When setting up the Consul, we encountered an interesting plug. Agents and access to them are registered in containers through system resolvers. But AMI Linux, used by Amazon by default, is slightly different from the default CentOS, and work with resolvers is included in the Virtual Private Cloud (VPC) network settings. When restarting the server, Amazon enforces its resolvers. To force him not to break the settings of the rezolv of the consul, we have so far failed, unfortunately. But chattr + i saved everyone, so now we live.
In general, the structure of the VPC and its networks is quite interesting, and there you can stumble upon restrictions in very unexpected places. For example, an application balancer can be created only for the accessibility zone, that is, the backends must be located in several different access zones at once. To do this, the VPC network must have a breakdown so that there are addresses in private / public and one zone, and another. A change in the breakdown of the VPC network is possible only at creation. And changing the VPC from instances is also possible only at creation.
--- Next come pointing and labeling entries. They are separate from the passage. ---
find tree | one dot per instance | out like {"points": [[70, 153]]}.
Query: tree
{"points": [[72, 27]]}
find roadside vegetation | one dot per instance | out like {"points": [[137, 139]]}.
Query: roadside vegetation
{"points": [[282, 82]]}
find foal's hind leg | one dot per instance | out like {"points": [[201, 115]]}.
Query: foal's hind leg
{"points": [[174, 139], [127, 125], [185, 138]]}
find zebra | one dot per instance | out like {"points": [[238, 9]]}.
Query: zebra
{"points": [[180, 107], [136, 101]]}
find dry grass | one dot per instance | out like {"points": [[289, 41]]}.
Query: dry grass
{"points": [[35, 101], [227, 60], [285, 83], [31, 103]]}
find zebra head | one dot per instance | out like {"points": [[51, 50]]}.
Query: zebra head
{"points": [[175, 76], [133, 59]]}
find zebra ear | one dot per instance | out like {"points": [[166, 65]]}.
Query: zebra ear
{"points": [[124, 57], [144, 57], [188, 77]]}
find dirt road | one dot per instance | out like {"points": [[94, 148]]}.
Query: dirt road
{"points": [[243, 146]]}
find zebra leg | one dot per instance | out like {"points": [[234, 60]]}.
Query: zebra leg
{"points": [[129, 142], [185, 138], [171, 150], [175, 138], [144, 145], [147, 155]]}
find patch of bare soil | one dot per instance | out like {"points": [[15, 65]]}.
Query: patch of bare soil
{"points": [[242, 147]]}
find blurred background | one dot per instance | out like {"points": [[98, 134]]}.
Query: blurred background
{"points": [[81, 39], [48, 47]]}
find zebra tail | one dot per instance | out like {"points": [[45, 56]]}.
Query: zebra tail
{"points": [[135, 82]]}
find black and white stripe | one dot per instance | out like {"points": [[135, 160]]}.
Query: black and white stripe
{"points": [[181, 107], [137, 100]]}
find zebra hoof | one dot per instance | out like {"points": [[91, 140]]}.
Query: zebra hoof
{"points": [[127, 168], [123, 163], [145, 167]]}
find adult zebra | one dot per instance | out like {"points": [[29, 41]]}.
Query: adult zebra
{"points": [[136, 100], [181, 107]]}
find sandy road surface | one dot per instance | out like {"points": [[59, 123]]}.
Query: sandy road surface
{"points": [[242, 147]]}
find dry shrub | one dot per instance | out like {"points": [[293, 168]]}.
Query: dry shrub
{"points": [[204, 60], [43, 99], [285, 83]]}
And it turns out that when you already have a ready infrastructure with working servers within the same availability zone, there is no possibility to modify it by simply adding more servers in another zone and hanging the balancer in front. Alas, it is necessary to completely redo the entire structure from scratch.
Conclusions and plans
Do not be afraid to grow and change the usual workflows if they no longer meet the requirements of the situation, the current level of development of your project. Do not be afraid that the transition to the next stage of development of the project will certainly be too burdensome for you. If you really come to your own needs and do not clutch thoughtlessly at the first available solutions that you have heard about, then this road can be easily mastered even alone.
Although, of course, many may say: “Aha-aha, they have been supporting projects like Habrahabr and Nashe Radio for ten years, and here we are being rant about simplicity!”. Yes, indeed, in our age we have seen many different things. And, perhaps, this is precisely what helps us to distinguish the simple from the complex and not to step on too many rakes. But again, if at the very beginning it is reasonable to approach the task and select the right tools, without chasing “coolness”, then you can make your life much easier.
On the other hand, you should definitely bear in mind that the scheme described (and any other based on containerisation) implies that the project must be initially ready for such manipulations. The project should consist of full-fledged microservices, the state of which can not be saved, so that they are mobile and interchangeable. Within the framework of monolithic systems, the introduction of such an approach of integration integration seems to be much more labor-intensive and less comfortable in further application.
What are our future plans for the project?
After the basic infrastructure has been established, there is a desire to connect to it also the Jira-based bugtracker so that when you roll out a new version into the prod from the Git repository, select data about requests for bugs, automatically close them and write to the release notes .
It also seems that the moment is approaching when it will be necessary to set up auto-scaling on the main working nodes, their total number is constantly growing, and saving on the number of active servers in hours of minimum load will help reduce costs.